The temptation with Proposio was strong. The problem felt obvious. The technical architecture was clear. I could have started coding immediately and had an MVP in 8 weeks.
But "feels obvious" is not the same as "validated." I've seen enough internal tools and side projects die because the builder was convinced the problem was universal, when in reality it was their personal pain point dressed up as a market.
Four weeks of validation costs almost nothing. A Typebot instance I already self-host. A landing page that took a day. Some LinkedIn posts. Some conversations. If the answer is no, I saved myself two months. If the answer is yes, I start building with conviction instead of hope.
What The Live Site Shows Today
The Proposio landing page is live with the full value proposition: AI-powered quote extraction, real-time tracking, follow-up recommendations. It shows two interactive demos — one for how the client sees the proposal, one for the sender's analytics view. Pricing is transparent: free tier with unlimited quotes and basic stats, Pro at EUR 9/month with AI extraction, real-time notifications, and lexoffice/sevDesk integration.

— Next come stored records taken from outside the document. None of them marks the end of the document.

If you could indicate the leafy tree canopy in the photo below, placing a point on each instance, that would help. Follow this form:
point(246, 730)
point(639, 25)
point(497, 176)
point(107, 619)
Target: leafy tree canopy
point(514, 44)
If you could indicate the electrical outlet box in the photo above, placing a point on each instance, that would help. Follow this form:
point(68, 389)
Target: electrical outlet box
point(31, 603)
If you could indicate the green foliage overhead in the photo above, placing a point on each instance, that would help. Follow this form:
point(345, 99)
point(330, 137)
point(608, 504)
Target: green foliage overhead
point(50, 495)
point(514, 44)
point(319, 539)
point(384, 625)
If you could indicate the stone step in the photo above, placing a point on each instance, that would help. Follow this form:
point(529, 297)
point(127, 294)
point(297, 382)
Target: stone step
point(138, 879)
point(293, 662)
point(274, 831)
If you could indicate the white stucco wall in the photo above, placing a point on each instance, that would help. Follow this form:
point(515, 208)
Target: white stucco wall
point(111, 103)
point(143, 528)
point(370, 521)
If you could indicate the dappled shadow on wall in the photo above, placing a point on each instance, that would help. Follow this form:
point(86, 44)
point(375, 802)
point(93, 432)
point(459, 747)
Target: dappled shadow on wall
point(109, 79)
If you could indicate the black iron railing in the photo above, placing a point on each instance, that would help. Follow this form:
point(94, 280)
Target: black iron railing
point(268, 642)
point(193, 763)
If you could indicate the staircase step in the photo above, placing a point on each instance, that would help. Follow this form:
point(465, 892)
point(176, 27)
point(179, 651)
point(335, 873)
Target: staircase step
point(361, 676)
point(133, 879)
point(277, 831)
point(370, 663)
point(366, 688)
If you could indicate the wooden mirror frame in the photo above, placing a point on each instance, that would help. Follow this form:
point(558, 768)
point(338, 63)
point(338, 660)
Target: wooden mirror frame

The primary CTA leads to a validation chat (the Typebot form). There's also a simpler "notify me at launch" email capture for people who want less friction.
The page positions Proposio as "from PDF to closed deal" with three pillars: AI reads your quote, real-time engagement signals, data-driven close recommendations. It emphasises EU hosting and GDPR compliance — all data in Germany and France, AI models that don't train on your data.
This is the validation artifact. It's designed to test whether the positioning resonates, whether the pricing feels right, and whether people care enough to leave their email.
What Comes Next
The validation window runs through early May 2026. I'll publish the results — including the numbers — regardless of the outcome. If Proposio gets the go signal, I'll write about the build. If it doesn't, I'll write about what I learned.
Either way, validation-first beats building-first. Every time.